The Consequences of Poor Epistenology in age of AI
Everything described above has existed for decades and has cost organizations enormous amounts of money, talent, and potential. But what is coming makes all of that look manageable. For the first time in history, the agents doing knowledge work alongside humans are not themselves human. AI systems are not passive tools — they produce outputs that carry the implicit authority of knowledge. They make recommendations. They synthesize information. They inform decisions. And every single one of those AI systems has its own epistemology built into it — its own method for separating what counts as knowledge from what does not. Do you know what that epistemology is? Do you understand where it succeeds and where it fails? Do you have any framework for evaluating whether what your AI system tells you is knowledge or sophisticated-sounding nonsense? If you cannot answer those questions with genuine substance, you are now operating with two unexamined epistemologies compounding each other — yours and the machine's.

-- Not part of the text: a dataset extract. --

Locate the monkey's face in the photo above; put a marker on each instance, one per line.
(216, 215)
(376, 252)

For executives specifically, the implications extend even further. AI will force a reorganization of how companies are structured, how management functions, how hierarchies are designed, and how decisions get made. If a CXO can now query an AI for the kind of operational detail that previously required entire management layers, then the entire social and structural architecture of the organization has to change. Every one of those changes will be made based on what those executives believe they know. If what they believe is pseudo-knowledge filtered through a broken epistemological method — and dressed up in the additional authority that AI outputs tend to carry — the consequences will not be slow and recoverable. They will be fast and catastrophic. A pilot cannot learn to fly a plane by just flying it, because the cost of errors during learning is total. Pilots learn in simulators. Good epistemology is the closest thing that leaders in the age of AI have to a simulator. Without it, you are flying live.
A Final Word
If any of this feels too abstract or too philosophical for a business context, we understand the instinct and we reject it completely. Philosophy is not abstract decoration. The fundamental operating assumptions of every organization, every management methodology, every leadership philosophy in use today are the ideas of philosophers — most of them centuries old, most of them never updated, and most of them unexamined by the executives who act on them daily. The world was not changed by kings or emperors or executives. It was changed by philosophers. You are still running on Aristotle's logic, Descartes' rationalism, and frameworks built on top of them — frameworks that were constructed for a world that no longer exists. It is time to refresh the philosophy. It is genuinely not as hard as it sounds. But it cannot be done in a tweet, a video, or a listicle — and if someone is suggesting otherwise, that itself is the wrong epistemology at work.